Ce travail domestique rémunéré est atypique. Selon l’Organisation internationale du travail, il représenterait 5 % de l’emploi global dans le monde, bien qu’il soit difficile à comptabiliser parce qu’il est souvent dans le travail informel. D’après l’OIT toujours, c’est aujourd’hui la forme d’emploi la plus mal payée, la moins bien protégée et la plus précaire. Les besoins sont croissants à la fois à cause du vieillissement de la population – quand on est vieux c’est plus difficile de faire son ménage – et de l’augmentation du taux d’emploi des femmes, de leur aspiration à l’autonomie économique.
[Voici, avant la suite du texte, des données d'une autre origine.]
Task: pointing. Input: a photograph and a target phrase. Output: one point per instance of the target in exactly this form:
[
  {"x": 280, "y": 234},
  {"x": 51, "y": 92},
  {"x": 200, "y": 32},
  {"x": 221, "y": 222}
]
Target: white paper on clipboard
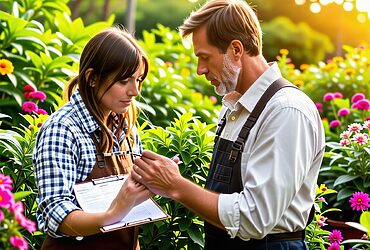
[{"x": 97, "y": 195}]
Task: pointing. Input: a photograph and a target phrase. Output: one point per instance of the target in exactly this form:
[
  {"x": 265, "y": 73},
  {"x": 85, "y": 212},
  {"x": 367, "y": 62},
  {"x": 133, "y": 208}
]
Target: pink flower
[
  {"x": 334, "y": 123},
  {"x": 213, "y": 99},
  {"x": 359, "y": 201},
  {"x": 367, "y": 124},
  {"x": 328, "y": 97},
  {"x": 6, "y": 198},
  {"x": 361, "y": 139},
  {"x": 334, "y": 246},
  {"x": 41, "y": 112},
  {"x": 356, "y": 97},
  {"x": 363, "y": 104},
  {"x": 344, "y": 142},
  {"x": 345, "y": 134},
  {"x": 319, "y": 106},
  {"x": 28, "y": 88},
  {"x": 19, "y": 242},
  {"x": 338, "y": 95},
  {"x": 354, "y": 127},
  {"x": 343, "y": 112},
  {"x": 39, "y": 95},
  {"x": 6, "y": 182},
  {"x": 322, "y": 199},
  {"x": 29, "y": 107},
  {"x": 26, "y": 223},
  {"x": 335, "y": 236}
]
  • Venu du travail des domestiques et des esclaves, il est considéré comme un « travail de larbin », un « sale boulot » ;
  • Venant du travail gratuit des femmes au foyer, les tâches de ménage, de soins du linge, de préparation des repas ne sont pas considérées comme qualifiées : tout le monde doit le faire donc chacun sait le faire.. sauf les hommes qui prétendent ne pas savoir repasser !
  • C’est un travail invisible, une vaisselle ça se voit quand ça n’est pas fait. On remarque un enfant qui n’est pas débarbouillé. Quand le travail est fait, il ne se voit pas.. ; et il faut le recommencer tous les jours.
  • Ce travail est mal payé : l’argent sort de la poche des particuliers qui, ne reconnaissant pas la valeur de ce travail, le trouve toujours trop cher.
  • D’autant plus mal payé qu’il est forcément à temps partiel. En effet on ne paie que le travail effectué pas le temps de trajet entre deux domiciles.. Comment travailler à plein temps dans ces conditions ?? D’autant plus que c’est un travail pénible, debout, avec des charges à soulever.
  • C’est un travail précaire par nature : les enfants grandissent, les personnes âgées meurent, quand une famille déménage ou qu’un couple ce sépare, la première victime du changement est l’employée de maison qui perd son emploi.
  • C’est un travail solitaire, entre quatre murs, sans collègue avec qui échanger. Il est difficile de revendiquer, de se syndiquer quand on est seule dans plusieurs domiciles. Comme disait une femme employée de maison dans une assemblée syndicale devant des employés de bureau et des ouvrières : « Vous, vous être 400 pour demander une augmentation de salaire à un seul patron, moi je suis seule pour la demander à 15 patrons ! » ; Il n’y a pas de contrôle de l’inspection du travail dans les domiciles privés
  • Il est effectué par des femmes, et le salaire féminin est encore considéré comme un salaire d’appoint par des migrantes qui connaissent mal la langue et leurs droits et qui venant de pays sans protection sociale et où le salaire moyen est beaucoup plus faible, se satisfont de conditions qui paraissent inacceptables.
  • Comme les autres ce secteur est en pleine mutation, percuté par Internet : des plates-formes se sont mises en place comme pour Uber ou Airbnb où les femmes qui cherchent du travail se proposent et ceux qui en ont besoin achètent leurs services. Cette mise en relation directe ne favorise pas la structuration du secteur. Autre évolution : le statut d’auto entrepreneur. A côté du particulier employeur, qui verse des charges sociales, apportant une faible protection sociale, se développe le statut d’auto entrepreneur, transformant l’employeur en client et réduisant les droits aux congés maladie ou à la retraite.

 

 Béatrice Ouin 

Intervenante à la CSW61 sur invitation  de Regards de femmes

Le travail ici présenté est le résultat d’un avis du CES européen sur la professionnalisation du travail domestique et d’une autre sur le développement des services à la famille pour augmenter le taux d’emploi et aller vers l’égalité professionnelle.